Immersed within the need to consider ideas, gaps within the words, rhythm, flow, the feel of the moments and the whole, I came home with all six of these. They nursed me, out there, when I was overwhelmed by the immensity of the continental mainland and all its ways. They came following, a few days after my departure, caught up with me and settled onto my fingers.
Writing on paper, with a biro, in a foreign land and surrounded by a blur of otherworldliness (albeit an otherworldliness I’ve visited many times before), this time, served as a kind of sterilising of words which came to be. At school, many years ago, I was advised, I remember, never to be concerned about crossing out words and replacing them. This isn’t to say that those words crossed out are wrong, as such: this is to say, now, that there is a richness of words to consider. Writing, out there, I found that the continual re-reading, crossing out, adding, replacing and re-instating of words had a cathartic effect. The result is something I’m pleased with on several levels: the process, the product as it currently is in the clean version transcribed to the file on the screen, the product in all its glorious additions and removals in the paper pages of my notebook. In the latter, the original thought still shines through, beneath the lines, and this only adds to the palimpsest of the whole.

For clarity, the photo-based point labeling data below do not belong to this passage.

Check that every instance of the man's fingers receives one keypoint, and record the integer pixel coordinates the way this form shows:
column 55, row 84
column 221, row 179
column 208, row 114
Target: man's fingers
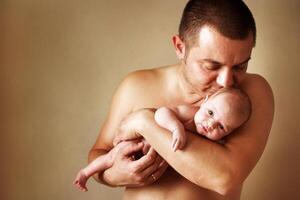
column 153, row 167
column 132, row 147
column 145, row 161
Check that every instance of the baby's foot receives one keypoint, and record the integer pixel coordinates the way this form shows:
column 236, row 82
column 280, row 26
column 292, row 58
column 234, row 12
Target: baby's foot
column 80, row 181
column 179, row 139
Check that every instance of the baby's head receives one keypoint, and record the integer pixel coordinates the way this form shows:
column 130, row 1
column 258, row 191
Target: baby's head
column 222, row 112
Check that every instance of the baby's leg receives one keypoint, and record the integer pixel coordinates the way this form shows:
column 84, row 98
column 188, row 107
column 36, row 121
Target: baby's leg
column 99, row 164
column 167, row 119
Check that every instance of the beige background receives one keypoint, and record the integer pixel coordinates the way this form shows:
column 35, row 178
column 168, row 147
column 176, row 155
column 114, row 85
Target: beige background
column 61, row 60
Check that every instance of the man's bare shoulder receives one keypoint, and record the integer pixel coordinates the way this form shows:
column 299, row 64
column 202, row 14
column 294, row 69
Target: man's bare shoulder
column 147, row 87
column 257, row 87
column 143, row 77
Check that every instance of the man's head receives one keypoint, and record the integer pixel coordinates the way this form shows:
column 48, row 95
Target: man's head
column 231, row 18
column 222, row 113
column 215, row 42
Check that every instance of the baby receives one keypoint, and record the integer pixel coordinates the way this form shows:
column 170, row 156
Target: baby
column 218, row 116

On the screen, in the final book, this can’t ever be seen.
On returning home, island me, after stepping abroad this time, I headed straight to the newsagent to buy a paper. I’d missed a while of the real world whilst immersed in other realms, and of course I needed to catch up, but any words in my own language, other than those I’d spoken, conversed in, or written myself, were what I needed most. Then the customs, routines, rituals and the like of my own world flooded in and I felt embraced. My notebook sits on my desk: it is, I feel, loved the more for the punctured precision of its newest words, sharpened by a brief significance of stepping abroad.